Deduplication
The Storage Systems Research Center is a pioneer in the use of deduplication to consolidate storage. Deduplication identifies and eliminates duplicate data by matching data sequences in new data with identical or similar sequences in already-stored data. Only references to the existing data in place of the new data are maintained.
The most challenging problems in data deduplication are avoiding the disk bottleneck and building a system that scales gracefully with terabytes to petabytes of data. At the SSRC we have developed techniques that keep a low RAM footprint, preserve the deduplication ratio, and can be parallelized for a smooth scale out. The trade-offs to consider are: RAM usage, ingest speed and the deduplication ratio.
While storage space savings make deduplication an attractive solution, there are other trade-offs to consider as well. As common pieces of data get shared across multiple files `fragmentation' occurs. Pieces of a file end up being scattered across disk/s resulting in slow restore speeds -- many disk seeks are required to read a deduplicated file. Our current work attempts to group file data together before writing it to disk. This grouping is expected to improve read performance by amortizing the total number of seeks required to read a file. However, such grouping results in the loss of deduplication because some redundancy needs to be reintroduced to build groups.

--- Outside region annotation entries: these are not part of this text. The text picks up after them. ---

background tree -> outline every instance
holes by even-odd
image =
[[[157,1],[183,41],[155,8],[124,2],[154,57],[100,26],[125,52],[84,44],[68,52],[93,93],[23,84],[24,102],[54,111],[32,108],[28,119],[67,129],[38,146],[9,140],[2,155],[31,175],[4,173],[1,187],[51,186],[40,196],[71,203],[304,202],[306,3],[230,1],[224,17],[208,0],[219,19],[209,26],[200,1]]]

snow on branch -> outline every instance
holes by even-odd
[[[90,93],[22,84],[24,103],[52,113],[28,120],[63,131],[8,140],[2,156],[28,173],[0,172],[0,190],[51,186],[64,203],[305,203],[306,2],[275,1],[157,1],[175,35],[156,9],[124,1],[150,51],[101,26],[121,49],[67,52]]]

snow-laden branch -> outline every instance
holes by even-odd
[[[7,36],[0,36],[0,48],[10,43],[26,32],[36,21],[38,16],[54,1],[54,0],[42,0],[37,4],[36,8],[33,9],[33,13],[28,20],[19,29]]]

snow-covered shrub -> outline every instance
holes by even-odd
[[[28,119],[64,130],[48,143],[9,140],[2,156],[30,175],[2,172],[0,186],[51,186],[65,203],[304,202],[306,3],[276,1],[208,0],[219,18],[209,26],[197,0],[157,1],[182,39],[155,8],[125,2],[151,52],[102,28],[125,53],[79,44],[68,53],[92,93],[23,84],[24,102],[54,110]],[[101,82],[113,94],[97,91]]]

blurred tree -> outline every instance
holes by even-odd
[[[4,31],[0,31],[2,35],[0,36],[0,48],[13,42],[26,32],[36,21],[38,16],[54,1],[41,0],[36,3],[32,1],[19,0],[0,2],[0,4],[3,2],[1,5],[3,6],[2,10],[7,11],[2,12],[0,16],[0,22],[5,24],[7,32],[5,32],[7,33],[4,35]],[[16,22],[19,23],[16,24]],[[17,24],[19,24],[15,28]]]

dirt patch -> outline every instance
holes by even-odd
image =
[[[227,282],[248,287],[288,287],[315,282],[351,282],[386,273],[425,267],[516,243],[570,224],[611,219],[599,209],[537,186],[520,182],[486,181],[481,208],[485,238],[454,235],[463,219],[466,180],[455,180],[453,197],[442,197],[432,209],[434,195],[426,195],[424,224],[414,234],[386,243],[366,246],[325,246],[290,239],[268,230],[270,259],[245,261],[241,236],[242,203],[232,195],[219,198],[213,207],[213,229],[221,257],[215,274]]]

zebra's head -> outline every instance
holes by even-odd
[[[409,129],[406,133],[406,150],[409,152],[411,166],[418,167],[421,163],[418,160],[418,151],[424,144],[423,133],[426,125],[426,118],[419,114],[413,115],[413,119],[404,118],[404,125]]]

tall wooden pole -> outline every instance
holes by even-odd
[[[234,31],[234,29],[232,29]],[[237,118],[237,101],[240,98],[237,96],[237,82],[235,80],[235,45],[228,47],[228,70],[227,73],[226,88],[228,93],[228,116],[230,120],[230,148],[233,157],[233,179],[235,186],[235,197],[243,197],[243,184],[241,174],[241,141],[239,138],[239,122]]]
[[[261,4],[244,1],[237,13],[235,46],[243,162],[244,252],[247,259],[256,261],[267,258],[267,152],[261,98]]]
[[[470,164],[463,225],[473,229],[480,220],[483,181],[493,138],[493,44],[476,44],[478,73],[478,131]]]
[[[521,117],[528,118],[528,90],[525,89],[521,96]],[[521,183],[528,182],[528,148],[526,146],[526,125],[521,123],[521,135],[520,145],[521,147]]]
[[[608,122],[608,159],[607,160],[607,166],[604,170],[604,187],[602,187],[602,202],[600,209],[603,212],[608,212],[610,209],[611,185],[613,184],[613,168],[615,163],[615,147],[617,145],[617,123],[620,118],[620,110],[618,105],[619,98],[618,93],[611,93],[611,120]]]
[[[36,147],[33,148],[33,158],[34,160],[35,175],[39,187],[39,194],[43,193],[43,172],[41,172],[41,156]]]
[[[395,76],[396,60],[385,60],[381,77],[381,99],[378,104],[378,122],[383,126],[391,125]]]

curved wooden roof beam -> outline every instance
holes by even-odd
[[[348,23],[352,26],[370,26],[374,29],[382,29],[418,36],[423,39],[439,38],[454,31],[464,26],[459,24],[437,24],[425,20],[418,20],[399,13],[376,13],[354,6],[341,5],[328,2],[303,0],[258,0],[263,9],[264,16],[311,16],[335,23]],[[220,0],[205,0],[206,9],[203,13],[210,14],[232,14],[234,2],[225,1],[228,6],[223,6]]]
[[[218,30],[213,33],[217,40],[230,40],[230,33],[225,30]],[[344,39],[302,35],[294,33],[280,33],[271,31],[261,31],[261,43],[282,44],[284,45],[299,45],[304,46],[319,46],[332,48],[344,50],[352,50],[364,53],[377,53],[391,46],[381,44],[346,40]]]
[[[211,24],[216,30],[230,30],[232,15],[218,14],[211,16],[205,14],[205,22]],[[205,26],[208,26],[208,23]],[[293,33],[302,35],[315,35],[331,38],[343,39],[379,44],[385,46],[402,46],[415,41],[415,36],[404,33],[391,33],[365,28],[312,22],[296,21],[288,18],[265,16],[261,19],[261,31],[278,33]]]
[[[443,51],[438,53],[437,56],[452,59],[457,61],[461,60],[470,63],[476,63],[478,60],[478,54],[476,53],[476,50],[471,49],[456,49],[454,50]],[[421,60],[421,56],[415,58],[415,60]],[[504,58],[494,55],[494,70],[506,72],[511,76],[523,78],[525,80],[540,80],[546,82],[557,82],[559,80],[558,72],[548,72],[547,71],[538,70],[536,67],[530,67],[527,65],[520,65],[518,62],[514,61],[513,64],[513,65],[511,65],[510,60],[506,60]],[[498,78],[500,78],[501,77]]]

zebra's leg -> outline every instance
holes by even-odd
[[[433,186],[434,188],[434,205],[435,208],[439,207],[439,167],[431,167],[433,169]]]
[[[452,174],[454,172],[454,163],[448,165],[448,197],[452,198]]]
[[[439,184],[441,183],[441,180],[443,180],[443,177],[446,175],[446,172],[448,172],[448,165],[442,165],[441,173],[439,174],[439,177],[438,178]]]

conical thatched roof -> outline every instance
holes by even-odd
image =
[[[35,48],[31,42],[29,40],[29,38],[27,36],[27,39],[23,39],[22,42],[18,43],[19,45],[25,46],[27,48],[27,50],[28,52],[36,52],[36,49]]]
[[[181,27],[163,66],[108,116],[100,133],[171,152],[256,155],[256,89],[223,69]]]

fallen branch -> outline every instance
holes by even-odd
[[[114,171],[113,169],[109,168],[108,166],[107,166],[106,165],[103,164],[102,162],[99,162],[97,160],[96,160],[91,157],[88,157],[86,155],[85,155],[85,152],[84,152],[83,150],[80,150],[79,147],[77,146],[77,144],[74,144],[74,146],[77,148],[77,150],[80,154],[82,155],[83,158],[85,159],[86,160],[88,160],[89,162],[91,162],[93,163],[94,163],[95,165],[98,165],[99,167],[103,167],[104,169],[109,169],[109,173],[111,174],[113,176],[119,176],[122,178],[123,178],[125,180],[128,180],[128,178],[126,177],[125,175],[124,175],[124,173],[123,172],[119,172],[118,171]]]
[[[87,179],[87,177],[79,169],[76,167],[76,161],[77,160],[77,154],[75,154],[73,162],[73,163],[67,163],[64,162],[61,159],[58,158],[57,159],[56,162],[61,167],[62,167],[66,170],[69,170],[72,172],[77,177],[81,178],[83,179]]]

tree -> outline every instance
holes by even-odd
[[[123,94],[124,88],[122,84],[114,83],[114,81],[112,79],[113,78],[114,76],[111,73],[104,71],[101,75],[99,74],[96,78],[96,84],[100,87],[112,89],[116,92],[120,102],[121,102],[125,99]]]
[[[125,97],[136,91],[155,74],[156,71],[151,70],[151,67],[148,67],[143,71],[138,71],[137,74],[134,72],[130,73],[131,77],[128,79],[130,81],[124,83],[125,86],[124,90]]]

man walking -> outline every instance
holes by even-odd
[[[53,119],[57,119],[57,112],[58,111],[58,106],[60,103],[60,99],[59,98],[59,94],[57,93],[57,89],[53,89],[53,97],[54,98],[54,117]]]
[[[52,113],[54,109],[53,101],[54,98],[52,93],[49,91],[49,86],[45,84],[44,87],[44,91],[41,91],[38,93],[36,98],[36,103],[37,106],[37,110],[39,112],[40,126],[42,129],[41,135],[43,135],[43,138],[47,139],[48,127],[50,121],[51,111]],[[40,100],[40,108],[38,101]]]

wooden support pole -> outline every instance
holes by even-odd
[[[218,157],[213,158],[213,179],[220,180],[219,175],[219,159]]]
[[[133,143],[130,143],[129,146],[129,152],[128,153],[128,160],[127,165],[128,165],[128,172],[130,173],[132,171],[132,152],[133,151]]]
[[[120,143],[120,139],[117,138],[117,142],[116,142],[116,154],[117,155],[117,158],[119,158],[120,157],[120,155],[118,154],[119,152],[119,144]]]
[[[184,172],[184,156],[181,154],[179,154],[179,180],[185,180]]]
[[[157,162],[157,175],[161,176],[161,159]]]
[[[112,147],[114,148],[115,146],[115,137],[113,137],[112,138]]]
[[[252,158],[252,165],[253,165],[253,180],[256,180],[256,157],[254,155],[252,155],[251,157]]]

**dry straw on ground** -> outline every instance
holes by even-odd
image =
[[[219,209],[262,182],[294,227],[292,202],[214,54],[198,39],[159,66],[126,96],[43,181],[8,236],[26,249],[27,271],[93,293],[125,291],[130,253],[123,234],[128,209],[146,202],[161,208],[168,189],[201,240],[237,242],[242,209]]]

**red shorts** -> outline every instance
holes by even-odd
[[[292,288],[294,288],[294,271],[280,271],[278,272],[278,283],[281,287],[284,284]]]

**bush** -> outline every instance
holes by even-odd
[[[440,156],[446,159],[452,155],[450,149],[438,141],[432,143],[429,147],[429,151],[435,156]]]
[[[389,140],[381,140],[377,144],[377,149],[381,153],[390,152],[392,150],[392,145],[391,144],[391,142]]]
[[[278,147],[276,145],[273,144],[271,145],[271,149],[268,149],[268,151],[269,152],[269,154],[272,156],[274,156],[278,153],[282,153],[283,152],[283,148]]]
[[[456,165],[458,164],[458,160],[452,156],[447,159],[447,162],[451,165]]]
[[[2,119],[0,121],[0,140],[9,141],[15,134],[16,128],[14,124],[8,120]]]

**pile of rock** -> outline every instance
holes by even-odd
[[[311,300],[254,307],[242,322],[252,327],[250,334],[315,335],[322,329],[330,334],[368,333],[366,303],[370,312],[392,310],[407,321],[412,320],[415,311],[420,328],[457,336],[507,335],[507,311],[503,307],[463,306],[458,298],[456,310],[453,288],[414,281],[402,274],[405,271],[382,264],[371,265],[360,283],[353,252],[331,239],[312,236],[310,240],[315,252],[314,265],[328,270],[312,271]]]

Keeping disk spun-down to reduce power consumption is another approach used to reduce operational costs. However, when deduplicated data gets fragmented pieces of files get spread across many disks. To read a deduplicated file, more disks need to be powered on --- in the worst case, one disk per piece of file data. Our initial results show a direct correlation between the amount of space saved by deduplication and the number of disk accesses required to retrieve a file.
Status
The goal of our work investigating trade-offs between deduplication, power consumption, and fragmentation is to find a "sweet spot" that gives us the best deduplication while reducing power consumption and the number of disk seeks for read operations. Our preliminary results look promising. We are testing new data placement algorithms to investigate the trade-off between deduplication and power consumption.
We are also looking at problems related to secure deduplication and premature data destruction attacks. Specifically, our ongoing work looks at deleting securely deduplicated data and the problem of reference counting with cryptographic constructs.